Abstract

The collective review by Lau et al. [3] is a clear exposition of early laparoscopic cholecystectomy for acute cholecystitis, but it contains some shortcomings in literature selection. On the one hand, the metaanalysis included one pseudorandomized trial, which was not randomized at all, whereas, on the other hand, it omitted one randomized trial. Although the authors reference the article published by Chandler et al. [1], the reported randomized trial is not included in the metaanalysis. Furthermore, another trial was published in the meantime [2], but was not yet included by Lau et al. because their literature search was updated last in June 2004. The study by Serralta et al. [5] cannot be considered as pseudorandomized because the study authors explicitly describe that ‘‘patients assignments depended on the surgeons experience in laparoscopic surgery’’. It is no surprise, therefore, that the operation time was much shorter for the patients treated by early laparoscopy.
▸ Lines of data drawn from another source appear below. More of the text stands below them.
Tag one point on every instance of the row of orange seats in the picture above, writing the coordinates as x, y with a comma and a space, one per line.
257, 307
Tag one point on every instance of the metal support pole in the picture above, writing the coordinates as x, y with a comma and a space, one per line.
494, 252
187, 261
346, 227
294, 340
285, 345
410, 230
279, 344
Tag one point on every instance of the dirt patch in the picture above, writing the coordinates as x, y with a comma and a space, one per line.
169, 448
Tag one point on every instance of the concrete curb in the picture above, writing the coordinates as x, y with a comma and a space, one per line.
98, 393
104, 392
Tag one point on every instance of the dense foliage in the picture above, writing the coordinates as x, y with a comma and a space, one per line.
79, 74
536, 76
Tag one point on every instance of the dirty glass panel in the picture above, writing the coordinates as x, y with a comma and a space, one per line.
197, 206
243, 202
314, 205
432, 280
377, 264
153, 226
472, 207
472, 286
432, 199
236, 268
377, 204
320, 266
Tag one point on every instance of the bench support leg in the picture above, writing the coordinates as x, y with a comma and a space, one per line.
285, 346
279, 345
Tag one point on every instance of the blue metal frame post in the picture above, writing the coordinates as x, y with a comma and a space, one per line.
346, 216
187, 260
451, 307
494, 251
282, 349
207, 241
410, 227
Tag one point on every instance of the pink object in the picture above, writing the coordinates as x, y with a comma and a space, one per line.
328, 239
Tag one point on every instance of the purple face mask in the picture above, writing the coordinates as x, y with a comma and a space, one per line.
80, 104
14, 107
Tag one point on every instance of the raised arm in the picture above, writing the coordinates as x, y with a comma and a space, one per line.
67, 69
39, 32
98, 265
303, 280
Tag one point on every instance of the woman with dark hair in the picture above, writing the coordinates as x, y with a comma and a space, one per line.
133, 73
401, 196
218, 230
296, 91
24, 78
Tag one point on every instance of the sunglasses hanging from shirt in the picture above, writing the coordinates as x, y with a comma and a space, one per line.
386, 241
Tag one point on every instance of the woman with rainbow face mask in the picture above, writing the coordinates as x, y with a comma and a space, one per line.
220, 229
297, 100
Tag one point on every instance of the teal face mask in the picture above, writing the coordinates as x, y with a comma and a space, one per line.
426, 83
In fact, the study by Serralta et al. is only one of many nonrandomized controlled investigations on this topic. In a pseudo(or quasi-) randomized trial, patients assignment to treatment arms is based on an unconcealed random criterion such as date of birth (odd vs even), date of admission, or insurance number [4]. Any ‘‘randomization by on-call schedule’’ is certainly no valid method of randomization. When only data from properly randomized trials is used (and unreported standard deviations are estimated from mean values), the main advantage of early laparoscopic surgery turns out to be shortening of the hospital stay by more than 3 days (Fig. 1). Conversion rates are similar. I therefore concur with the overall conclusion of Lau et al. [3] on the better cost effectiveness of early cholecystectomy for acute cholecystitis.